Egypt’s private sector is responding to rising inflation by buying. A lot.

Egypt’s non-oil private sector shrank again in August, but at a slower pace than in July: Business activity in Egypt’s non-oil private sector contracted for the ninth straight month in August — but a record surge in corporate spending and a pick-up in demand softened the decline, according to IHS Markit’s Purchasing Managers’ Index (pdf). The index rose to 49.8 in August, up slightly from 49.1 in July, but still below the 50 mark that separates contraction from expansion.

This was the first time purchasing activity expanded in nine months and grew at its quickest pace since the survey began in April 2011, IHS Markit said.

Output and new orders rose for only the second time since December, indicating that businesses are continuing to rebound from the pandemic, the report said. Both metrics remained above their long-run averages for the fourth consecutive month, suggesting that the private sector is in a “second phase of recovery,” said IHS Markit economist David Owen.
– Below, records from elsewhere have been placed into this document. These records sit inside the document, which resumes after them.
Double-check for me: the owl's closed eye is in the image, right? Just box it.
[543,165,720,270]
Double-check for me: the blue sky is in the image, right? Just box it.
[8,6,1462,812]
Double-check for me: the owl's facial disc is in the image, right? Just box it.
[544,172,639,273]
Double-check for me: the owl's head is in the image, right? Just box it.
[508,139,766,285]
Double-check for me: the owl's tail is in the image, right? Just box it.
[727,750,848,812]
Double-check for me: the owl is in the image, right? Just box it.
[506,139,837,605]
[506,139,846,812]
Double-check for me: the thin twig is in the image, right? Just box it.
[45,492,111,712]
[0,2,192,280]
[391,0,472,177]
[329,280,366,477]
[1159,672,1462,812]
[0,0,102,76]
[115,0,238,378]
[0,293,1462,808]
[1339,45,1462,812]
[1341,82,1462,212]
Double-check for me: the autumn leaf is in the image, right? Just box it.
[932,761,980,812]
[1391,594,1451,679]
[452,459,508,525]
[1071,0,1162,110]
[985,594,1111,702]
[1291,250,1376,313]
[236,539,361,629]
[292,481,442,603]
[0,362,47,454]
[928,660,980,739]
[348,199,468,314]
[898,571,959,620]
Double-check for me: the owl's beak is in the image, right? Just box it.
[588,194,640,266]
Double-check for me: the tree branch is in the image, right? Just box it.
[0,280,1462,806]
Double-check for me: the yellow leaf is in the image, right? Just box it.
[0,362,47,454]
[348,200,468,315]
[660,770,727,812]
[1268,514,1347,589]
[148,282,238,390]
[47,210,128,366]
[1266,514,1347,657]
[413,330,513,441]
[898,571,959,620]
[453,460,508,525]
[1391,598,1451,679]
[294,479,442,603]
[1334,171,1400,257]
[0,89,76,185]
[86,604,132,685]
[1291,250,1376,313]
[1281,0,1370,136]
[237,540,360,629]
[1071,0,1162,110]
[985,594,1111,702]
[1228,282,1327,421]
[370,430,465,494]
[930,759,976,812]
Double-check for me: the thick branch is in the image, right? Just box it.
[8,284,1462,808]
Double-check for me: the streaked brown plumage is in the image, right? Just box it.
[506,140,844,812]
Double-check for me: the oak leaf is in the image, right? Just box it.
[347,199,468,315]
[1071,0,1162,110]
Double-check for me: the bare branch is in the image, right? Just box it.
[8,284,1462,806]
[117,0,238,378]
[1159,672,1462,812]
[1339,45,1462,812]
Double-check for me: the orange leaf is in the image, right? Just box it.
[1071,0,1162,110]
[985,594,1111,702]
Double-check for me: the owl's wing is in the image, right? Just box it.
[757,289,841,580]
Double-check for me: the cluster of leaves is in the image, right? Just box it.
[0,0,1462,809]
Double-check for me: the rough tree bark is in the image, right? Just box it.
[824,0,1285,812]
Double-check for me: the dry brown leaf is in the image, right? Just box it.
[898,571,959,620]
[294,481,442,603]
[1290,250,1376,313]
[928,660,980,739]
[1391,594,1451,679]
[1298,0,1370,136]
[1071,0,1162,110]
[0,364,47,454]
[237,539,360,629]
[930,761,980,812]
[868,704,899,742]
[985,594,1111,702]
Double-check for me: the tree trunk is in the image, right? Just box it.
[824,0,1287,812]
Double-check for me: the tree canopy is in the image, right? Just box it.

Fuelling the buying spree: A fear of inflation. Input cost inflation rose to its highest level in two years, leading purchasing managers to rush to build up stock in August ahead of an anticipated further price surge. Businesses pointed to the rise in commodities such as metals, plastics and timber — as well as anticipated shortages due to pandemic-induced supply chain disruptions — as factors affecting the uptick. Supply chain pressures also weighed on inventories, which saw a decrease for the first time in three months as firms leveraged their existing stocks in order to boost output.

Which led to a rise in end prices for consumers: A rise in transport costs and customs fees also led to a markup in prices that were passed on to end-consumers, as firms sought to improve margins.

Employment increased for the second month running, with survey participants attributing the growth in part to an increase in tourism and a rebound in market activity.

But growth rates were marginal, with all three indices hovering below the 50 mark and remaining in contraction territory, though more than half of firms surveyed expressed strong optimism that the growth would be sustained over the coming year.

The latest PMI figures got attention in the foreign press: Reuters | Bloomberg.

ELSEWHERE IN THE REGION- Saudi Arabia’s PMI reading (pdf) dropped for the second month running in August, recording 54.1 in August from 55.8 in July — the slowest growth recorded in five months. Businesses forecast subdued future output, leading to negligible growth and a slow-down in the pace of new stock purchases.

The UAE’s non-oil private sector saw a decline in its growth rate, with a PMI reading (pdf) of 53.8 in August, down from 54.0 in July. Though business activity in the UAE expanded at its fastest rate since July 2019, new covid variants cast a shadow of uncertainty over future demand. But businesses remain optimistic that Dubai’s Expo 2020 could provide the country with an investment boost.